Le lundi 31 Décembre dernier, 44 partis politiques d’opposition se sont réunis à la chambre de commerce de Libreville pour discuter de la situation politique que traverse le Gabon en ce moment. Au terme de cette rencontre ces derniers ont plaidé pour la refonte des institutions républicaines.

C’est sous la houlette du président de l’Union pour la nouvelle République (UPNR) Louis Gaston Mayila qu’accompagnaient ses homologues de l’Alliance pour la renaissance nationale (ARENA), Richard Moulomba Mombo et Bonaventure Nzigou Manfoumbi du Front d’égalité républicaine (FER) que s’est tenue cette rencontre qui avait pour objectif de réfléchir aux solutions adéquates à mettre en place pour résoudre la crise politique que traverse le Gabon.

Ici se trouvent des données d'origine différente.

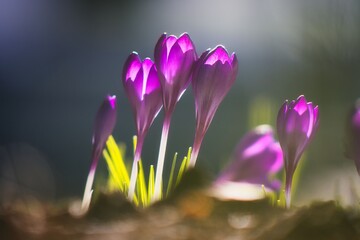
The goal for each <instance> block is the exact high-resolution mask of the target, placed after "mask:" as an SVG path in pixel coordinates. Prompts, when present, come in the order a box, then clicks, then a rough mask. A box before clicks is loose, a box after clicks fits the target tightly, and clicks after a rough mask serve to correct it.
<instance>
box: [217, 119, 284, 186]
mask: <svg viewBox="0 0 360 240" xmlns="http://www.w3.org/2000/svg"><path fill="white" fill-rule="evenodd" d="M282 166H283V155H282V151H281V147H280V144H279V143H278V142H277V141H276V140H275V139H274V137H273V130H272V128H271V127H270V126H269V125H261V126H258V127H257V128H255V129H254V130H252V131H250V132H248V133H247V134H246V135H245V136H244V137H243V138H242V139H241V140H240V142H239V143H238V145H237V146H236V149H235V152H234V155H233V157H232V161H231V163H230V164H229V165H228V166H227V167H226V168H225V169H224V170H223V171H222V172H221V173H220V175H219V177H218V178H217V180H216V183H217V184H221V183H223V182H243V183H250V184H255V185H258V186H259V187H260V186H261V185H264V186H265V187H266V188H268V189H271V190H279V189H280V186H281V182H280V181H279V180H277V179H274V178H272V177H273V176H274V174H276V173H277V172H278V171H279V170H280V169H281V168H282Z"/></svg>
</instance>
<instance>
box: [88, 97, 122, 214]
mask: <svg viewBox="0 0 360 240" xmlns="http://www.w3.org/2000/svg"><path fill="white" fill-rule="evenodd" d="M115 123H116V96H107V97H106V98H105V100H104V101H103V103H102V104H101V106H100V108H99V110H98V112H97V114H96V117H95V124H94V130H93V138H92V154H91V158H92V163H91V166H90V171H89V175H88V178H87V181H86V185H85V191H84V197H83V201H82V205H81V208H82V212H86V211H87V209H88V208H89V205H90V200H91V193H92V184H93V182H94V176H95V171H96V167H97V164H98V161H99V158H100V155H101V152H102V150H103V148H104V145H105V143H106V140H107V139H108V137H109V136H110V135H111V133H112V131H113V129H114V127H115Z"/></svg>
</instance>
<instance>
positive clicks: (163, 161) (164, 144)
mask: <svg viewBox="0 0 360 240" xmlns="http://www.w3.org/2000/svg"><path fill="white" fill-rule="evenodd" d="M170 121H171V114H169V113H165V118H164V123H163V129H162V133H161V141H160V148H159V156H158V161H157V166H156V175H155V186H154V195H153V198H152V202H154V201H157V200H160V198H161V183H162V175H163V174H162V173H163V168H164V160H165V153H166V145H167V139H168V135H169V129H170Z"/></svg>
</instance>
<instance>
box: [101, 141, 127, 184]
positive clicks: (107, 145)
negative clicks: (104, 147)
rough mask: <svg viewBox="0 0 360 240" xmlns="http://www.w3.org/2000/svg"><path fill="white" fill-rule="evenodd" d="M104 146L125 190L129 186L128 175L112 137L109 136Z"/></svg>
mask: <svg viewBox="0 0 360 240" xmlns="http://www.w3.org/2000/svg"><path fill="white" fill-rule="evenodd" d="M106 146H107V148H108V151H109V153H110V156H111V159H112V162H113V165H114V167H115V170H116V173H117V175H118V176H119V179H120V180H121V182H122V183H123V184H125V185H127V187H126V188H128V186H129V184H130V178H129V174H128V171H127V169H126V166H125V162H124V158H123V154H122V153H121V151H120V149H119V147H118V145H117V144H116V141H115V139H114V137H113V136H111V135H110V136H109V138H108V141H107V142H106ZM124 189H125V187H124Z"/></svg>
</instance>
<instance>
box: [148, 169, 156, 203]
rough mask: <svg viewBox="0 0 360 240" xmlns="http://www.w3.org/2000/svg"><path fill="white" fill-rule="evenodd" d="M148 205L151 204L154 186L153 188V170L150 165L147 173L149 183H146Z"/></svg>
mask: <svg viewBox="0 0 360 240" xmlns="http://www.w3.org/2000/svg"><path fill="white" fill-rule="evenodd" d="M148 184H149V185H148V203H150V202H151V199H152V197H153V195H154V186H155V170H154V165H150V173H149V183H148Z"/></svg>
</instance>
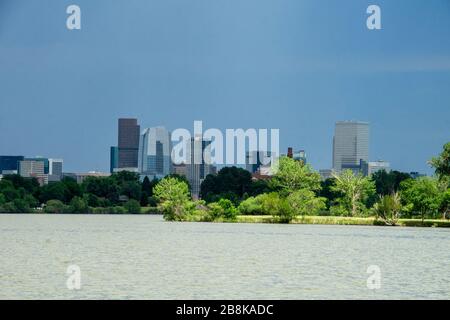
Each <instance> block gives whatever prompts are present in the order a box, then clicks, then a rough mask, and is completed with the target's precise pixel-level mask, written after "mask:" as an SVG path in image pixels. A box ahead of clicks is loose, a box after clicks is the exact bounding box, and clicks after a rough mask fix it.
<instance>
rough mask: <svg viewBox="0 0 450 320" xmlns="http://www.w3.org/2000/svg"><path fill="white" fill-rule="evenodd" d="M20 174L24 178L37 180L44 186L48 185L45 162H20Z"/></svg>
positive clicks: (19, 168)
mask: <svg viewBox="0 0 450 320" xmlns="http://www.w3.org/2000/svg"><path fill="white" fill-rule="evenodd" d="M19 174H20V175H21V176H22V177H24V178H36V179H38V181H39V184H40V185H41V186H42V185H44V184H47V183H48V174H46V173H45V162H44V161H39V160H30V159H26V160H22V161H20V162H19Z"/></svg>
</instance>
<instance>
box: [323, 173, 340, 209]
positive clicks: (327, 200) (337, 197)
mask: <svg viewBox="0 0 450 320" xmlns="http://www.w3.org/2000/svg"><path fill="white" fill-rule="evenodd" d="M335 183H336V179H335V178H328V179H325V180H324V181H322V182H321V183H320V186H321V189H320V191H319V192H318V196H320V197H323V198H325V199H326V205H327V208H330V207H331V206H333V205H334V204H335V202H336V200H337V198H338V194H337V193H336V192H335V191H333V190H332V188H333V186H334V185H335Z"/></svg>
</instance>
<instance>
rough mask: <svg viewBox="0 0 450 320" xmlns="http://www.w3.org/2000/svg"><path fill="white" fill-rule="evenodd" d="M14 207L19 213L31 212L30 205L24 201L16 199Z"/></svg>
mask: <svg viewBox="0 0 450 320" xmlns="http://www.w3.org/2000/svg"><path fill="white" fill-rule="evenodd" d="M13 205H14V207H15V208H16V212H18V213H27V212H30V211H31V209H30V205H29V204H28V202H27V201H26V200H24V199H14V201H13Z"/></svg>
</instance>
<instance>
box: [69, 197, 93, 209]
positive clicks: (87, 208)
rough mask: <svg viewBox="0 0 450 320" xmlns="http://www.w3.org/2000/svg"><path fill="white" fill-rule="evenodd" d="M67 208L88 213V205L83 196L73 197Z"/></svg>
mask: <svg viewBox="0 0 450 320" xmlns="http://www.w3.org/2000/svg"><path fill="white" fill-rule="evenodd" d="M69 210H70V212H71V213H88V212H89V207H88V204H87V202H86V201H85V200H84V199H83V198H80V197H73V199H72V200H71V201H70V204H69Z"/></svg>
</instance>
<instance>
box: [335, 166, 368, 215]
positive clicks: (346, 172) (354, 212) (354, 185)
mask: <svg viewBox="0 0 450 320" xmlns="http://www.w3.org/2000/svg"><path fill="white" fill-rule="evenodd" d="M333 177H334V178H335V179H336V180H335V185H334V186H333V187H332V190H333V191H335V192H337V193H339V197H338V204H339V207H338V208H337V209H338V210H337V212H339V213H340V214H342V213H343V214H344V215H350V216H352V217H356V216H359V215H361V213H362V212H364V211H365V210H366V209H367V208H366V206H365V203H364V202H365V201H366V200H367V199H368V198H369V197H371V196H372V195H373V194H374V193H375V184H374V182H373V181H372V180H371V179H370V178H368V177H364V176H363V175H361V174H357V175H355V174H354V173H353V172H352V171H351V170H344V171H342V172H341V173H340V174H333Z"/></svg>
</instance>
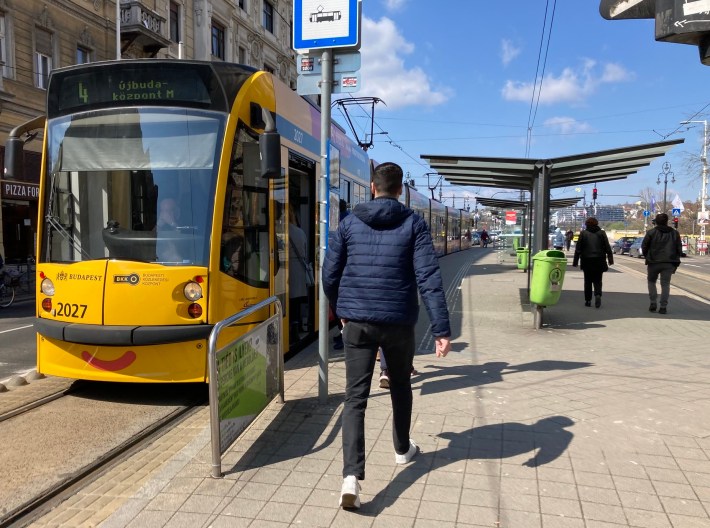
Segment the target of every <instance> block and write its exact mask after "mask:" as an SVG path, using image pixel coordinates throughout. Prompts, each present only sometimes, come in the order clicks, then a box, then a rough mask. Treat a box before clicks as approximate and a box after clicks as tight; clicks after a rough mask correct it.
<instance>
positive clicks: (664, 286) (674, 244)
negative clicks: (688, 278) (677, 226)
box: [641, 213, 683, 314]
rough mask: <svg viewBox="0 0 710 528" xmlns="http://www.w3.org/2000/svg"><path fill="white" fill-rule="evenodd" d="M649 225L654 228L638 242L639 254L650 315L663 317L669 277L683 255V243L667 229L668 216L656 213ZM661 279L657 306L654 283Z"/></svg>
mask: <svg viewBox="0 0 710 528" xmlns="http://www.w3.org/2000/svg"><path fill="white" fill-rule="evenodd" d="M653 223H654V224H655V225H656V227H654V228H653V229H651V230H649V232H648V233H646V236H644V237H643V241H642V242H641V251H643V256H644V257H645V259H646V266H647V268H646V272H647V279H648V296H649V298H650V299H651V305H650V306H649V307H648V310H649V311H650V312H655V311H656V309H658V313H660V314H664V313H667V312H668V297H670V293H671V275H673V274H674V273H675V270H676V269H678V266H680V257H681V255H682V254H683V243H682V242H681V240H680V235H679V234H678V231H676V230H675V229H673V228H672V227H668V215H667V214H666V213H659V214H657V215H656V218H655V219H654V221H653ZM659 276H660V277H661V303H660V307H659V306H658V303H657V300H658V290H657V289H656V281H657V280H658V277H659Z"/></svg>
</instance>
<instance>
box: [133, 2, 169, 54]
mask: <svg viewBox="0 0 710 528" xmlns="http://www.w3.org/2000/svg"><path fill="white" fill-rule="evenodd" d="M164 27H165V18H163V17H162V16H160V15H158V14H157V13H156V12H154V11H152V10H151V9H148V8H147V7H146V6H144V5H143V4H141V3H140V2H137V1H135V0H131V1H130V2H121V52H122V53H123V52H125V51H126V50H127V49H128V48H129V47H131V46H135V47H138V48H139V49H142V50H143V52H144V53H145V54H146V55H147V56H149V57H155V55H156V54H157V53H158V51H160V50H161V49H162V48H167V47H168V46H169V45H170V40H169V39H167V38H165V37H164V36H163V29H164Z"/></svg>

Ces partis d’opposition ont ainsi émis l’idée d’une transition de deux ans pour permettre l’aboutissement des réformes dans l’ensemble des domaines. Autour du leader du l’Union pour la Nouvelle République, Maître Louis Gaston Mayila, ils ont fait remarquer à l’opinion qu’on s’achemine vers le terme des 60 jours francs, au plus tard, constitutionnellement légaux pour faire constater la vacance définitive de pouvoir.

Tout en souhaitant un rétablissement au Chef de l’Etat, Ali Bongo Ondimba, victime d’un accident vasculaire cérébral (AVC) et officiellement en convalescence à Rabat au Maroc, l’ancien ministre d’Omar Bongo a exhorté les tenants du pouvoir à mettre en place une phase de transition de 2 ans, avec un président et un gouvernement de transition.

Par la voix de Richard Moulomba Mombo, ces partis d’opposition n’ont pas manqué de déplorer les incidences fâcheuses sur le climat socio-politique, imputées à la modification controversée de la constitution par la Cour constitutionnelle. Une retouche, dénoncent-ils, qui a « davantage accentué l’insécurité juridique de l’Etat, et la crise de nos institutions ».

Dans le prolongement de leur intervention, les 44 partis politiques de l’opposition affirment s’opposer à toute prise de pouvoir par la force, qui pourrait, selon eux, entraîner le pays dans le chaos. Ils avouent par ailleurs, se réserver le droit de mener des actions multiformes, pour revendiquer des conditions de redressement du pays.